One hundred and eighty-four clinical episodes were identified, representing 3% of all surgical referrals. Twelve patients with upper gastrointestinal bleeding were excluded. Severe bleeding occurred in 110 (64%) patients. An adverse outcome was recorded in 20 (11.6%) patients, and 10 (5.4%) patients died during admission. The commonest aetiologies were diverticular disease, haemorrhoids and malignancy. Four prognosticators of adverse outcome were identified, these being: creatinine > 150 μm (P = 0.002); age > 60 years (P = 0.001); abnormal haemodynamic parameters on presentation (P = 0.05); persistent bleeding within the first 24 h (P = 0.05); and area under the receiver-operating characteristics curve (AUC) = 0.79. The BLEED criteria were shown to be nonpredictive (AUC = 0.60).

CONCLUSION

The BLEED criterion was not shown to have any predictive value in this patient cohort.

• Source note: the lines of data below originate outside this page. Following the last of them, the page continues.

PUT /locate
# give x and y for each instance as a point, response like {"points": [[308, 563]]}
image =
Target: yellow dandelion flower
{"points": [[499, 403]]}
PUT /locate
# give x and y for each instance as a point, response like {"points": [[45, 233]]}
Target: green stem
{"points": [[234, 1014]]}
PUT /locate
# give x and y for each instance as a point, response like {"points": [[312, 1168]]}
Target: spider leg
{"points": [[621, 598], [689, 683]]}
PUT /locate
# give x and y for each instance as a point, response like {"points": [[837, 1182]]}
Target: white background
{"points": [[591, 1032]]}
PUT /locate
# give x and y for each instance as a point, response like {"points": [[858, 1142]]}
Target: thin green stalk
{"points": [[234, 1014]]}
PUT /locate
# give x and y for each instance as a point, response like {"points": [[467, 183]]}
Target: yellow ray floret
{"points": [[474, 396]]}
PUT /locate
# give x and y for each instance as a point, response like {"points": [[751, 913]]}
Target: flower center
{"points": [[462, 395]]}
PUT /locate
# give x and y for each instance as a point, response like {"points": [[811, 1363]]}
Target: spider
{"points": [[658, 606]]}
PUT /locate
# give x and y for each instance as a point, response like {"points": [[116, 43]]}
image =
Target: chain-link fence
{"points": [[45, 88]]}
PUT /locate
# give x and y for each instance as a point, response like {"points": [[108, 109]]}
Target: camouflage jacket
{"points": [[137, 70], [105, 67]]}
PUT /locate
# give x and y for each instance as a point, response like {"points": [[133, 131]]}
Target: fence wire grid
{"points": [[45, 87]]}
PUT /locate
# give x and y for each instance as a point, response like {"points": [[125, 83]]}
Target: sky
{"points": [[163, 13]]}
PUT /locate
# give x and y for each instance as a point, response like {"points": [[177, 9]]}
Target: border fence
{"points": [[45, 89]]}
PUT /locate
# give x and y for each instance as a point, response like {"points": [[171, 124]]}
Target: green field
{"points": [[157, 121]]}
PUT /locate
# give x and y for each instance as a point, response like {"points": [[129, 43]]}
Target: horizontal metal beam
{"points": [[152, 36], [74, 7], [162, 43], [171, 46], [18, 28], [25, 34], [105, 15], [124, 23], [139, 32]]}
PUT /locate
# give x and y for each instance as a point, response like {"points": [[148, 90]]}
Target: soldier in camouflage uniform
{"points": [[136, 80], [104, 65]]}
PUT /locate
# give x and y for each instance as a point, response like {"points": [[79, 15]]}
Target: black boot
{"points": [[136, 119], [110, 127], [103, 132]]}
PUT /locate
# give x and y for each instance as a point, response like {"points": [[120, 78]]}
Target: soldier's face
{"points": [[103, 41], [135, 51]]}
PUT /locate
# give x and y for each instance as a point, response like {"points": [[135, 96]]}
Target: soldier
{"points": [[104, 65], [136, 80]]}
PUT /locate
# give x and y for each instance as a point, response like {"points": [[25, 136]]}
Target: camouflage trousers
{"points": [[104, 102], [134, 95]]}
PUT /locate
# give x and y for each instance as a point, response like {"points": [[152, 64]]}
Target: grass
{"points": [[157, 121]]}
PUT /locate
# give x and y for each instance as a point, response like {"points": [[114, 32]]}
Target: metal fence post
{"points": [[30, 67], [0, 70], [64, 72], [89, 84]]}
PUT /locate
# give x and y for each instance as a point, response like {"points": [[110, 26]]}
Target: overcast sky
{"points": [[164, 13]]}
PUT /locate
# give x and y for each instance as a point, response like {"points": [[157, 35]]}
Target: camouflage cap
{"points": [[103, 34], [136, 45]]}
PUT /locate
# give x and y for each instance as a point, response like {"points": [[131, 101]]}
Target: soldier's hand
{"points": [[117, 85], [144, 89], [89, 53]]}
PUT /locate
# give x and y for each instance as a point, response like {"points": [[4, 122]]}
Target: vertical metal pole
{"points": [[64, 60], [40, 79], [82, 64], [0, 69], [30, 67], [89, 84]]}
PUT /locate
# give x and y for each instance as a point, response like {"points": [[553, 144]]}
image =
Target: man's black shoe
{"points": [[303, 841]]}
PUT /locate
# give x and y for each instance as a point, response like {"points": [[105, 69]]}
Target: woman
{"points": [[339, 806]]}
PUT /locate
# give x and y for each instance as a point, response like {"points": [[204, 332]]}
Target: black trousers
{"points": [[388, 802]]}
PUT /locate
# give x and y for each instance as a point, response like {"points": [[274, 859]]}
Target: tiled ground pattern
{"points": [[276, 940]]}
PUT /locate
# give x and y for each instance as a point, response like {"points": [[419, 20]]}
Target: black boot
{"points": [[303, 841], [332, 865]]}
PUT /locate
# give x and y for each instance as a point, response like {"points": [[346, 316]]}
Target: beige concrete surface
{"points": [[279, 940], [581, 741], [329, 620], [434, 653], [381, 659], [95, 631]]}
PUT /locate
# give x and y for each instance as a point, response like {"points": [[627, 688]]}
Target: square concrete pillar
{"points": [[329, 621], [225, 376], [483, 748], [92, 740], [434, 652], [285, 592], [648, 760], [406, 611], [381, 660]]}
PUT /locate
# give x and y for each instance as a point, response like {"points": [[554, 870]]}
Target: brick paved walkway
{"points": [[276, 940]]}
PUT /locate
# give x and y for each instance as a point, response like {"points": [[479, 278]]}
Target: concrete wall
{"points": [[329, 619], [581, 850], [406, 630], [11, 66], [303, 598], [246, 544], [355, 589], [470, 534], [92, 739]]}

Our study has determined an independent set of prognostic factors that could be incorporated into initial triaging of patients presenting with LGIB. This may facilitate the early identification of patients requiring more aggressive resuscitation, admission to a monitored bed and consideration for early radiological or surgical intervention.

摘要

目的

BLEED 标准是一种用于下消化道出血(LGIB)的分诊模型,该模型在美国开发并得到验证。我们评估了英国人群中的 BLEED 标准,并旨在阐明可用于早期风险分层的因素。

方法

从伦敦市中心教学医院的前瞻性维持手术入院数据库中确定患者。收集了在初始表现时可获得的 26 个临床因素的数据。主要终点包括严重出血(最初 24 小时内持续出血、输血、血细胞比容下降≥20%或稳定后≥24 小时再次出血)和不良结局(控制出血的紧急手术、重症监护病房[ITU]入院或死亡)。

结果

确定了 184 个临床发作,占所有手术转诊的 3%。排除了 12 例上消化道出血患者。110 例(64%)患者发生严重出血。记录了 20 例(11.6%)不良结局,10 例(5.4%)患者在住院期间死亡。最常见的病因是憩室疾病、痔疮和恶性肿瘤。确定了 4 个不良结局的预后因素,这些因素是:肌酐>150 μm(P=0.002);年龄>60 岁(P=0.001);初始表现时血流动力学参数异常(P=0.05);最初 24 小时内持续出血(P=0.05);和受试者工作特征曲线下面积(AUC)=0.79。BLEED 标准被证明没有预测价值(AUC=0.60)。

结论

BLEED 标准在本患者队列中没有显示出任何预测价值。我们的研究确定了一组独立的预后因素,这些因素可纳入 LGIB 患者的初始分诊中。这可能有助于早期识别需要更积极复苏、入住监测病床以及考虑早期放射或手术干预的患者。